The Cable Between Us
The HDMI cable lay severed between us like a dead snake, its copper entrails exposed. Paul had ripped it from the wall during the fight—our third argument that week about the same thing: whether to stay in this city, this apartment, this life we'd built like a house of cards in an earthquake zone.
I picked at the spinach stuck between my teeth from dinner, the meal I'd spent two hours preparing while Paul worked late again. The spinach had been his idea—'we should eat healthier,' he'd said last month, as if fiber could fix what was breaking between us. Now it sat in my back teeth like a metaphor.
'You're wearing that hat?' Paul asked, not looking up from his phone. The fedora had been a gift from my father, dead three years now. I only wore it when I felt small, when I needed armor against the world. Against him.
'It's cold outside,' I said, though we both knew I wasn't going anywhere.

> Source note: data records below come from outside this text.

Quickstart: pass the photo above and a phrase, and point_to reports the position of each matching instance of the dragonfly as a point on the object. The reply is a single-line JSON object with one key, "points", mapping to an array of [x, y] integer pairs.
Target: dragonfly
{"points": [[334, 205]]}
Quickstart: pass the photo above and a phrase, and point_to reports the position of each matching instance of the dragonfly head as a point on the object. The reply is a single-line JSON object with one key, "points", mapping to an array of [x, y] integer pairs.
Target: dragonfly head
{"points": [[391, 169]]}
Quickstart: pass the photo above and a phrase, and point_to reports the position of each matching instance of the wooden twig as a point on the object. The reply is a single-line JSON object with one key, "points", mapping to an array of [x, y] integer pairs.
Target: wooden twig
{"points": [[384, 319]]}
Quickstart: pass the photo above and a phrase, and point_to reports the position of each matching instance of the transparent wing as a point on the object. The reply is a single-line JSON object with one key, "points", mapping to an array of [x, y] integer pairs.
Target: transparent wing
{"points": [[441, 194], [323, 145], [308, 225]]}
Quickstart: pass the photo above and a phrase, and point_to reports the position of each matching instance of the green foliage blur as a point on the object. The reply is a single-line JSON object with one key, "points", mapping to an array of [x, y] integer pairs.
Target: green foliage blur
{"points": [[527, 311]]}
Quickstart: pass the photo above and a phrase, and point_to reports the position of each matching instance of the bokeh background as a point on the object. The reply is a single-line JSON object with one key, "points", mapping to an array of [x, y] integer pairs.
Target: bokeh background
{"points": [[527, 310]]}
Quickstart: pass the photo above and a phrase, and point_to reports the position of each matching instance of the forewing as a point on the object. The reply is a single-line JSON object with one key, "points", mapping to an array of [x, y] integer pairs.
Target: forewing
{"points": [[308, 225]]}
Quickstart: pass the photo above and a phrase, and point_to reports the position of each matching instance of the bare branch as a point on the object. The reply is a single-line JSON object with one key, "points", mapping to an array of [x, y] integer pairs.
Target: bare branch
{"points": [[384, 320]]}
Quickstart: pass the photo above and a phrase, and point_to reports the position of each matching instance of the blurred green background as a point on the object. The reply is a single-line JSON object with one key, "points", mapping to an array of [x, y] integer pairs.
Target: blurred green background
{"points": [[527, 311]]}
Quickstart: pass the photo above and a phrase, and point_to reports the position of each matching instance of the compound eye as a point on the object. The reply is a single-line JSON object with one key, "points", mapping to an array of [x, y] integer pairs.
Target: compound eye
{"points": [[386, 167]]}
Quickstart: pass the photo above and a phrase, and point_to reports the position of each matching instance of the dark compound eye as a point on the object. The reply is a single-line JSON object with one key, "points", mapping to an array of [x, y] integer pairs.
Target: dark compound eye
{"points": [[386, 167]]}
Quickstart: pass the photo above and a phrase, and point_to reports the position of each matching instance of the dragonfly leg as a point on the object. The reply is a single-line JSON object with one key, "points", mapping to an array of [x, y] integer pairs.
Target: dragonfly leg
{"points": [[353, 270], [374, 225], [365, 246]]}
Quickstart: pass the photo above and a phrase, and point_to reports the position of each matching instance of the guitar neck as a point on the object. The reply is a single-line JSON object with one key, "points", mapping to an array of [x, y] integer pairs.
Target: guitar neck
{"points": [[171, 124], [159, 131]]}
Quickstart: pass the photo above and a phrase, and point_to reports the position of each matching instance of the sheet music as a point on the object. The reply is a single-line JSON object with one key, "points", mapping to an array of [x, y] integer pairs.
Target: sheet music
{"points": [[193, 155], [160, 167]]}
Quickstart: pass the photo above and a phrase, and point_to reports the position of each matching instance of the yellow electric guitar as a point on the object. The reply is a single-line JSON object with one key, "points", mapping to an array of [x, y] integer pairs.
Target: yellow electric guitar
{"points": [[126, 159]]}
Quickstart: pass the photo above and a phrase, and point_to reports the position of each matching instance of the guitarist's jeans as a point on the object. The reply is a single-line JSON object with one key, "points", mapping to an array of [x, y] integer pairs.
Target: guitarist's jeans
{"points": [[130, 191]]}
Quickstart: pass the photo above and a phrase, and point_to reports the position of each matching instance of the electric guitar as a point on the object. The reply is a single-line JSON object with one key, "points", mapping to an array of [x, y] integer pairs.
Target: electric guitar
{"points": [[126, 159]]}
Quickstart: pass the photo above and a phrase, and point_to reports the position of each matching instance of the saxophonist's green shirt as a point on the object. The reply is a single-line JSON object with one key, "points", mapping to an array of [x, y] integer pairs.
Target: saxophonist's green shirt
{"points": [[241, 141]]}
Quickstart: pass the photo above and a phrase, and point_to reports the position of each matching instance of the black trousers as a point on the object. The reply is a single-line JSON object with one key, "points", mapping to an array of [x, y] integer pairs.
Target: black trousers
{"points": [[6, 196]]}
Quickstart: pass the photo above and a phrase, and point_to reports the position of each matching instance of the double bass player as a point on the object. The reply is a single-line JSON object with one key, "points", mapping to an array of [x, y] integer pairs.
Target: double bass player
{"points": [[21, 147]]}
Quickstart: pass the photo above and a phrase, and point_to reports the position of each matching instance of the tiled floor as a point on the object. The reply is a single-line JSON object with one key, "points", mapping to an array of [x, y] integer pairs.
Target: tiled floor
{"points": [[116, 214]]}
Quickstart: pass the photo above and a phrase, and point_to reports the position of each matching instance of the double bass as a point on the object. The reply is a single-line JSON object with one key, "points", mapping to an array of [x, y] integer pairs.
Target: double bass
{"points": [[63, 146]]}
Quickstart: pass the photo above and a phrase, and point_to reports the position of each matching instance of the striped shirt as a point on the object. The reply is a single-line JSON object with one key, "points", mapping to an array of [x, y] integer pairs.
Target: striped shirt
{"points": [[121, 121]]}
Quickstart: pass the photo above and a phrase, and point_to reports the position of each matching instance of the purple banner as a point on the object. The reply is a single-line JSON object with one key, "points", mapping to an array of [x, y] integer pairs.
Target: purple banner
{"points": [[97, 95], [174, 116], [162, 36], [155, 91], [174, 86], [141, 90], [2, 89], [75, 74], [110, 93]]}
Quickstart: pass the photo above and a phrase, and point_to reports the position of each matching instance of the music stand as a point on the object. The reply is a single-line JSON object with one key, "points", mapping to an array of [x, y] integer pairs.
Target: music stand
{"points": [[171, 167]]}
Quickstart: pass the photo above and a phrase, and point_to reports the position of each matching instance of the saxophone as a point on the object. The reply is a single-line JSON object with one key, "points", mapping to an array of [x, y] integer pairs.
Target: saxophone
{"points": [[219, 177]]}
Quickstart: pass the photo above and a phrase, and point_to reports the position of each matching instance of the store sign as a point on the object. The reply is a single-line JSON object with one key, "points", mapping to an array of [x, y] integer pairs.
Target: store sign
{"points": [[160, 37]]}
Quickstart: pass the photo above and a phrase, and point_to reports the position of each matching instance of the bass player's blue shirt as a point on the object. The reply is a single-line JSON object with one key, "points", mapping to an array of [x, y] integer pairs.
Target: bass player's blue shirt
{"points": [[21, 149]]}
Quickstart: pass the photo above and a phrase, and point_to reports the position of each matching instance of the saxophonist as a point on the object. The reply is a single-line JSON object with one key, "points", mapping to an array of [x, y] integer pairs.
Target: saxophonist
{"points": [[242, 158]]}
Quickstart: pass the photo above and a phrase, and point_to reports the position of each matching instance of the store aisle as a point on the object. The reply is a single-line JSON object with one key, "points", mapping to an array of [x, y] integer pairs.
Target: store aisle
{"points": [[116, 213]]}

The truth was, I'd been running for months. Not physically—though I'd started jogging at dawn, returning breathless and flushed as if I'd escaped something—but emotionally. Every conversation became a tactical retreat. Every touch felt like I was already saying goodbye. I was running toward something I couldn't name, away from everything I'd built.
'You're doing it again,' Paul said softly. 'That thing where you disappear while you're still in the room.'
I looked at the broken cable, the spinach on our plates, the hat that smelled like my father's cologne and cowardice. I thought about the running shoes by the door, how they'd become the only honest thing about me.
'I'm not disappearing,' I lied. 'I'm just waiting for you to notice I'm already gone.'
The silence that followed was the loudest thing in the room.Outside, rain began to fall. I stood up, grabbed my coat, and didn't look back at the cable, the spinach, the hat. I just started running.